I encountered an article on The Washington Post regarding the Lock N Load gun shop in Oldsmar, Florida. Its previous owner agreed to sell the business and never again sell firearms (Type 1 FFL) after a straw purchase at his store ended in tragedy. The same group that sued the Lock N Load also sued Odessa Gun & Pawn: the Brady Center.
Unlike Colby Weathers, Benjamin Bishop was a prohibited person under Federal law, having been previously involuntarily committed to a mental institution due to schizophrenia. After failing a background check, Bishop returned to the shop with an acquaintance, who purchased a 12-gauge shotgun and gave it to Bishop outside the store. The textbook definition of a straw purchase.
Bishop used the shotgun to kill his mother and her boyfriend. He is now serving two life terms consecutively in a Florida prison.
The store was also sued due to the straw purchase. And here’s where things get complicated: the allegation the store didn’t do “enough” to stop the straw purchase. The thing is there’s not much that can happen beyond notice to potential purchasers that straw purchases are illegal, under Federal law and the laws of every State.

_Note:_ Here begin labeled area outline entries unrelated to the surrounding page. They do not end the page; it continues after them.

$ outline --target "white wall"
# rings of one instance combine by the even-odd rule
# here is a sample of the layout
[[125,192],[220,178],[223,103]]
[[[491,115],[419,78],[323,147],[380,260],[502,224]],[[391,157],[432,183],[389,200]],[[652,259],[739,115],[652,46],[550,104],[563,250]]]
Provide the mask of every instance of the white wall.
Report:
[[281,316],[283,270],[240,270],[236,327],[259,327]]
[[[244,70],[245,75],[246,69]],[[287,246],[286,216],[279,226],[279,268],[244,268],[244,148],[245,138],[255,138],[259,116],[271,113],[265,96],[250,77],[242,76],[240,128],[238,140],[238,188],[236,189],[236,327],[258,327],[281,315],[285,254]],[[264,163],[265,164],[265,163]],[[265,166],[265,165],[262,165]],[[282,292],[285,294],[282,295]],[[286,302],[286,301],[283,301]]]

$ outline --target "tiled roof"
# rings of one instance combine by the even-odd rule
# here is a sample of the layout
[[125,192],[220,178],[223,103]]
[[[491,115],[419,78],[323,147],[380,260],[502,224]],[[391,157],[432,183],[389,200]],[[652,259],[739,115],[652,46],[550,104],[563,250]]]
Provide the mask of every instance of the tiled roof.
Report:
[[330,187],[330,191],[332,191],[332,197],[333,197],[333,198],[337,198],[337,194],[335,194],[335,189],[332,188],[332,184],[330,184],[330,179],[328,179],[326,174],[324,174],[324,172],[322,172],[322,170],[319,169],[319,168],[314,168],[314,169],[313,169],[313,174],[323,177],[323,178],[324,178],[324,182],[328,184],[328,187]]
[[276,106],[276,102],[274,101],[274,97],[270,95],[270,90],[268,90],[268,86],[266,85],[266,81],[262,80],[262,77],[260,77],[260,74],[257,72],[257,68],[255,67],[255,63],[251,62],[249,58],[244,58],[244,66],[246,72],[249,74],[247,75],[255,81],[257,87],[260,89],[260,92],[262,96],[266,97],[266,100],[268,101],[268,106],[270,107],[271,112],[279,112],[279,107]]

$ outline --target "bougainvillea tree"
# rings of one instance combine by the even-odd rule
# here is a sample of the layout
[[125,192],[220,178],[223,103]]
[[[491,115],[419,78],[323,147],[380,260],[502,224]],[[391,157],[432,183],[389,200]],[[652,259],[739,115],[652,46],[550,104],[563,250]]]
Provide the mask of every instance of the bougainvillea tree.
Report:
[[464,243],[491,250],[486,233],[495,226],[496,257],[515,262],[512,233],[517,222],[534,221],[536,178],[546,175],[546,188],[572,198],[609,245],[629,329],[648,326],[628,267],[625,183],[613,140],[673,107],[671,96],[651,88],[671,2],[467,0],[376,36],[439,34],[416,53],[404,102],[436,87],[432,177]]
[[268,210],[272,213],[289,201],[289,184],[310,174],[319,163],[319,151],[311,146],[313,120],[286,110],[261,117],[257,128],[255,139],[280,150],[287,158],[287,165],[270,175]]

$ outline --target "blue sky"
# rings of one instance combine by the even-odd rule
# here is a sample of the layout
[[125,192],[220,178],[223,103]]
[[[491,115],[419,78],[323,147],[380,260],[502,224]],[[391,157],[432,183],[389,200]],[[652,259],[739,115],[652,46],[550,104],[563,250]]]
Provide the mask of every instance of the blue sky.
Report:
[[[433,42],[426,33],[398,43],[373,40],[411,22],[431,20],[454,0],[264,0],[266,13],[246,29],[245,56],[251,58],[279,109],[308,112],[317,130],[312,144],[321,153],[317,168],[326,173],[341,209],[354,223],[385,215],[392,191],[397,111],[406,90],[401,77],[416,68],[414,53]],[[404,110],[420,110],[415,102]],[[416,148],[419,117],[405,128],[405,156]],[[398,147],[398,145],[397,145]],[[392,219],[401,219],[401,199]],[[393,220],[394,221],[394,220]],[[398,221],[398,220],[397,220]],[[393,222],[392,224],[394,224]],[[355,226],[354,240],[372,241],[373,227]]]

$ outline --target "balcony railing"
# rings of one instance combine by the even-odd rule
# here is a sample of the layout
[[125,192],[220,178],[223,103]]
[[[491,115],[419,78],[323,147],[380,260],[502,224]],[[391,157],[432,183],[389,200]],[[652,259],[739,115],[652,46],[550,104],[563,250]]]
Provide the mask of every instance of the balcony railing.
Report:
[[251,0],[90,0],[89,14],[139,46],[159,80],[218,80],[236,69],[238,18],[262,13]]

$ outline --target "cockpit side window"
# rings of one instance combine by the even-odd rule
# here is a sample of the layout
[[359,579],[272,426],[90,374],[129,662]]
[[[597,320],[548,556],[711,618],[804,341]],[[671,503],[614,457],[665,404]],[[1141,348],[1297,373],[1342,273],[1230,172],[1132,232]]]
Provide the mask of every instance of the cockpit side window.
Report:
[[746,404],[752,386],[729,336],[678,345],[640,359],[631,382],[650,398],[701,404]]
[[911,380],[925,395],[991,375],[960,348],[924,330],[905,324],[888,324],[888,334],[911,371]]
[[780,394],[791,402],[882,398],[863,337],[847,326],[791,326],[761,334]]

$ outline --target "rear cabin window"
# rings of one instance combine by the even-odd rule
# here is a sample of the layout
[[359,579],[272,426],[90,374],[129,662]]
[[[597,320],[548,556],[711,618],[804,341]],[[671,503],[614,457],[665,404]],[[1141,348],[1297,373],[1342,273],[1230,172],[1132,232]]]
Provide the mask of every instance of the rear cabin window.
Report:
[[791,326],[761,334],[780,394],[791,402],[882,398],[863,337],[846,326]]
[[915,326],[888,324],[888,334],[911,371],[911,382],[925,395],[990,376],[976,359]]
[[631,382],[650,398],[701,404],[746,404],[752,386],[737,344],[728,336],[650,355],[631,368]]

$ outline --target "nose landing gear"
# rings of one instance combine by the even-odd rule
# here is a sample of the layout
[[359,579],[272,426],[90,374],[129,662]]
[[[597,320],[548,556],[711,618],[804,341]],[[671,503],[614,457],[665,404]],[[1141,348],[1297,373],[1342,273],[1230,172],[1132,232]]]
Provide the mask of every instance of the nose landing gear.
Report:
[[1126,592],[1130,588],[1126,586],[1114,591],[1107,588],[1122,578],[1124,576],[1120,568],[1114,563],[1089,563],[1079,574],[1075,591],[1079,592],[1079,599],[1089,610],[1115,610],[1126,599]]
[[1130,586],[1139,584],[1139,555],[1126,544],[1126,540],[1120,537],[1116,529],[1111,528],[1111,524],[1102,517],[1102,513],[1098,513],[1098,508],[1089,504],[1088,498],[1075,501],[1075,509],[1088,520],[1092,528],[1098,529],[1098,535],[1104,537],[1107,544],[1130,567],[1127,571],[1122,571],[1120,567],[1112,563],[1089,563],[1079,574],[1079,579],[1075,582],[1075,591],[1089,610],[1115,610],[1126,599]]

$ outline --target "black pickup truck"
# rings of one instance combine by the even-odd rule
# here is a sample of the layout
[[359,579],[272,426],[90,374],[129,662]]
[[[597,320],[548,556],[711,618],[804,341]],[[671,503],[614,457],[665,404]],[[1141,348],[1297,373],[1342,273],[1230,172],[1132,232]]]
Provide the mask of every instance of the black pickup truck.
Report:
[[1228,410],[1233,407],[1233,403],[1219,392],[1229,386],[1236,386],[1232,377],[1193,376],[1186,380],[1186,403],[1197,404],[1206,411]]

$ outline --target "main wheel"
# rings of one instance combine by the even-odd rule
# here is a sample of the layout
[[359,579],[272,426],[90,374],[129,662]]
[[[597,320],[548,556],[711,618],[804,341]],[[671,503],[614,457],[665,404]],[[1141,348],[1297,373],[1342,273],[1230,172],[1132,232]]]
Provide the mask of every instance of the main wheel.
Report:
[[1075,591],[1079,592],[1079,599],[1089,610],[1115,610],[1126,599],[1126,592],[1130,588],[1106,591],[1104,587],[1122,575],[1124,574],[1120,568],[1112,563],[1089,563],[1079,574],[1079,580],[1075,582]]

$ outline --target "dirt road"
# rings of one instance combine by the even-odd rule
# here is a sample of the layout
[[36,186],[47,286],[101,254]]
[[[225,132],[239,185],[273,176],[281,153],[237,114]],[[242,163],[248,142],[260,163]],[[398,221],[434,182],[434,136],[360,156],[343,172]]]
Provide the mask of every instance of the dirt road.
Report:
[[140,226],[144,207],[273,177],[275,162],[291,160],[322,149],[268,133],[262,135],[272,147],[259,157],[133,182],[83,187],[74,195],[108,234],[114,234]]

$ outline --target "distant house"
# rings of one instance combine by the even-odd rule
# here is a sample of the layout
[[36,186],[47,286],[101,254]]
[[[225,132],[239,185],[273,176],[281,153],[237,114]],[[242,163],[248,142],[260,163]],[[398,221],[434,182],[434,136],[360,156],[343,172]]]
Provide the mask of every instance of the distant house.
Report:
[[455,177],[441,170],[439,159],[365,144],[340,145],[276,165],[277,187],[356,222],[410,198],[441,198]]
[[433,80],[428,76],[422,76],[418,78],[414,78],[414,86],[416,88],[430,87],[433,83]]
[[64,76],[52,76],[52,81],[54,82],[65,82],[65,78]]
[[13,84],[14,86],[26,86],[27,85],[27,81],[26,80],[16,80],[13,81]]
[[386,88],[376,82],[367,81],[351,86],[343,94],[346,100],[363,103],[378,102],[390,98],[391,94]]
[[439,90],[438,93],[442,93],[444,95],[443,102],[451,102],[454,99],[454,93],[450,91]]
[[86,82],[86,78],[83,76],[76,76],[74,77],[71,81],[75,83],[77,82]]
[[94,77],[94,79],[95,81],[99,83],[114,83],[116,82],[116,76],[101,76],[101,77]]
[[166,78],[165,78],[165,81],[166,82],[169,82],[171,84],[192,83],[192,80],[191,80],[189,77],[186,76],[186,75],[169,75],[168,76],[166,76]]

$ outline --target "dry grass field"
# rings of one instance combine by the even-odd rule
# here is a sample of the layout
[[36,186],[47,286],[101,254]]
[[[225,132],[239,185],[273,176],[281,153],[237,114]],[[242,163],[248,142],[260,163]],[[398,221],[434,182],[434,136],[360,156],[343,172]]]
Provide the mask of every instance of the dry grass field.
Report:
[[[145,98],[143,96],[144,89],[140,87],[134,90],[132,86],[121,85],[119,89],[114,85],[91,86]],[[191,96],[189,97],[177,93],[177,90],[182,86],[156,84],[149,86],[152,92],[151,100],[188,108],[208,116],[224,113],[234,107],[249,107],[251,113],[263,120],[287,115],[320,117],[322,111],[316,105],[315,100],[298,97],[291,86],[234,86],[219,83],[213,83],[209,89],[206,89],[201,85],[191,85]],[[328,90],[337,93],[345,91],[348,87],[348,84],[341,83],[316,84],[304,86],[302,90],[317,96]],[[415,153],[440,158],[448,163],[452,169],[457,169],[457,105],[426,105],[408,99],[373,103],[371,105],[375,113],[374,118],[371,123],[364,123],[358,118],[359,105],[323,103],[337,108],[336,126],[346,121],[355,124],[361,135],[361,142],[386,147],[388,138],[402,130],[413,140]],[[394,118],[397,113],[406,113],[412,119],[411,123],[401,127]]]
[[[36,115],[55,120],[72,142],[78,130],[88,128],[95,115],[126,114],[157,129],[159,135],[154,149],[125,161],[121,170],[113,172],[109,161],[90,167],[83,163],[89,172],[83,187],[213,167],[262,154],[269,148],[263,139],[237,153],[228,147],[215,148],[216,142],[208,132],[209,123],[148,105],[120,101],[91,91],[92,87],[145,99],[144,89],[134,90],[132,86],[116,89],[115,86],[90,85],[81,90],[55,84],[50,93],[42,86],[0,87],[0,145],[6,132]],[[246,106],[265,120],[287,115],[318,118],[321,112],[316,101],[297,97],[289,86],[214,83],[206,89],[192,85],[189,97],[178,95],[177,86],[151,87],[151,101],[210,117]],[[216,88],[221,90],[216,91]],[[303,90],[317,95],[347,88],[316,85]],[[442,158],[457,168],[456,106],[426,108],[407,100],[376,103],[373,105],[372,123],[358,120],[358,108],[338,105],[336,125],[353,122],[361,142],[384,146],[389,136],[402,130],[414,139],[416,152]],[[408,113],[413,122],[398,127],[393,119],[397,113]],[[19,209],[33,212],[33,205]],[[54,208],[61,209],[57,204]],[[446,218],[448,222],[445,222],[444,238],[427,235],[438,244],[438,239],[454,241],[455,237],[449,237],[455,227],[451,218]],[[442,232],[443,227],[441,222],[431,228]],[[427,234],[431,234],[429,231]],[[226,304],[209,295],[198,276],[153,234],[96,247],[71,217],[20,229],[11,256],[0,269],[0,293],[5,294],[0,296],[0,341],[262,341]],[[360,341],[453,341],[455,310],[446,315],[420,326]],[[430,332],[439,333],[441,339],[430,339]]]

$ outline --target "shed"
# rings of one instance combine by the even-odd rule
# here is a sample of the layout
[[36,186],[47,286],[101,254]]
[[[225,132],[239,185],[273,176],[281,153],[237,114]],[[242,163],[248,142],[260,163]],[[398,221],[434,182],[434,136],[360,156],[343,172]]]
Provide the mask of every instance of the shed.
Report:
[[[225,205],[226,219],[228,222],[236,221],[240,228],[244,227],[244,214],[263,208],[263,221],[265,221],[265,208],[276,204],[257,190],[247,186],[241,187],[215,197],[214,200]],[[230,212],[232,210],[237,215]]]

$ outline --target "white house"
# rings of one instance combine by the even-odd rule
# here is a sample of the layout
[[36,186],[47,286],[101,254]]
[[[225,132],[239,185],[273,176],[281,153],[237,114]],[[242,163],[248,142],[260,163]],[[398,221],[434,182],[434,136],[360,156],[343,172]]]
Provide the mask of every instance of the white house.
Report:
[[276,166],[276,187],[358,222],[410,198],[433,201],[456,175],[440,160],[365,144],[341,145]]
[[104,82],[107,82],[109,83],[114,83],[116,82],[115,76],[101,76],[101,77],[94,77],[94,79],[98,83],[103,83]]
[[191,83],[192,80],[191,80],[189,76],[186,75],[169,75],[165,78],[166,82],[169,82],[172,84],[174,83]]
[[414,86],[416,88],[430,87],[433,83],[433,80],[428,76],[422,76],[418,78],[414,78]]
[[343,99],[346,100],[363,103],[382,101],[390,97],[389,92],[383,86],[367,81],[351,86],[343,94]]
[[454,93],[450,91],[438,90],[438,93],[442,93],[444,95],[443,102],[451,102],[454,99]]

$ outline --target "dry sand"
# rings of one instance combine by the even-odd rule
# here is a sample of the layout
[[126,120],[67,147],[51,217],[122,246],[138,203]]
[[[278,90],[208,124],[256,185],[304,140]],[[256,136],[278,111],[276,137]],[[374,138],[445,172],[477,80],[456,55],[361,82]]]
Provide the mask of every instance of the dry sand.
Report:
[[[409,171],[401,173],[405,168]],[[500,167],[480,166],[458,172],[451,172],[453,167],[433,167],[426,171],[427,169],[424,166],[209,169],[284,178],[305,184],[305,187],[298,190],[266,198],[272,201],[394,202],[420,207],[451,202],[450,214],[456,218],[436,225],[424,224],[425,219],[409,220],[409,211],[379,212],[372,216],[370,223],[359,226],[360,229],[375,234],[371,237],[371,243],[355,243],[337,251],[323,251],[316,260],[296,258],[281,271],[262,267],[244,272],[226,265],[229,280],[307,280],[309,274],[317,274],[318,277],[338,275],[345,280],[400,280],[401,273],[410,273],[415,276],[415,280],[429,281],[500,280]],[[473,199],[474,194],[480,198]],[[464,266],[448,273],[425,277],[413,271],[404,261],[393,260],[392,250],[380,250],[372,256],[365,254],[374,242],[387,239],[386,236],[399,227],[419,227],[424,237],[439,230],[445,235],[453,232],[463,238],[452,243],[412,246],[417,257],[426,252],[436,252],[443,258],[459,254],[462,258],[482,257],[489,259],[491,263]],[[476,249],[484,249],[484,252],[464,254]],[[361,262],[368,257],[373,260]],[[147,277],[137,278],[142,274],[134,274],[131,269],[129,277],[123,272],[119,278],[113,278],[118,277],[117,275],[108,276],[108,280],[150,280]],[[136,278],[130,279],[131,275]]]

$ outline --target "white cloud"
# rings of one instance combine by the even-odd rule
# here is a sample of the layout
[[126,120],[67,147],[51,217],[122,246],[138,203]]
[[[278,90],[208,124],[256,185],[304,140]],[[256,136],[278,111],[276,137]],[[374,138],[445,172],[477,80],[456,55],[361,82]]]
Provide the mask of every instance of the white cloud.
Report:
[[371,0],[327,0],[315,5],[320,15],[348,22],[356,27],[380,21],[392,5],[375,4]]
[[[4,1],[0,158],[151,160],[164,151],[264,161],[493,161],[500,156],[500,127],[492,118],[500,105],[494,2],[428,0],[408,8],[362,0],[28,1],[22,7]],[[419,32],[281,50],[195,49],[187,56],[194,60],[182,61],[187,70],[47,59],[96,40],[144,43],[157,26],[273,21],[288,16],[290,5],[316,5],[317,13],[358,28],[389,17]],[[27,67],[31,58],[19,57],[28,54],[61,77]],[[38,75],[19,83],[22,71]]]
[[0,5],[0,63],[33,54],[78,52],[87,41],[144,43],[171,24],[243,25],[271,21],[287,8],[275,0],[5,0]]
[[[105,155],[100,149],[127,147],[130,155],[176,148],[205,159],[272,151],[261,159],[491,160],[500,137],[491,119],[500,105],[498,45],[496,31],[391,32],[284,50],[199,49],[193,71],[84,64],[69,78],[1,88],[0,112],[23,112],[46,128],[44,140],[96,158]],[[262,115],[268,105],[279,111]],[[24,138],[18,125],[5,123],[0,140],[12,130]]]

It’s as if gun control individuals expect hindsight in the moment. To somehow know that a purchase is a straw purchase even if there aren’t clear indicators. Unless there are absolute, unquestionable indicators that it is a straw purchase, there’s largely nothing a gun shop can do. About the most they can do is post a sign regarding straw purchases.
And what do I mean by “absolute, unquestionable indicators”? I’ll use this example from a Reddit user who worked the gun section at a WalMart:
Had a woman walk up with a presumed grandson. Normal start. Instead of looking he goes directly to a shotgun, and points to it and says , we want this one. Ask who the legal guardian is, inform them of the sale and legality, blah blah blah. No big deal. Had an odd feeling, but i brushed it off.
This is where it gets interesting. As she starts to fill out the form, the kid gets on his phone and makes a call , and starts gesticulating towards the shotgun and starts mumbling. I walk closer and heard , ” (Brand) is the one right?” , ” Are you sure”. INSTANT red flag. I start paying real close attention and it starts to look like a straw purchase.
I start asking all the usual questions. ” Intended use?” “Whose it for”, “Hunting or self defense” etc. Answer are short and rehearsed. Another red flag pops up.
The final nail in the coffin was a guy comes up, walks to the grandparent, asks how it is going, then the kid points to the gun and asks , ” Is this the one you wanted?“.
DING DING DING, we have a
winnerstraw purchase.
Absent the obvious indicators, there’s not much a gun seller can do. If they have reasonable suspicion it’s a straw purchase, they can stop the sale. But absent that, and absent any clear and obvious indicators, there is, again, not much a gun seller can do.
Just as there also isn’t much they can do when someone is phoning in frantic. They really have to go on what’s in front of them. And as I said above, there’s little room for self-righteousness when all you have is a hunch.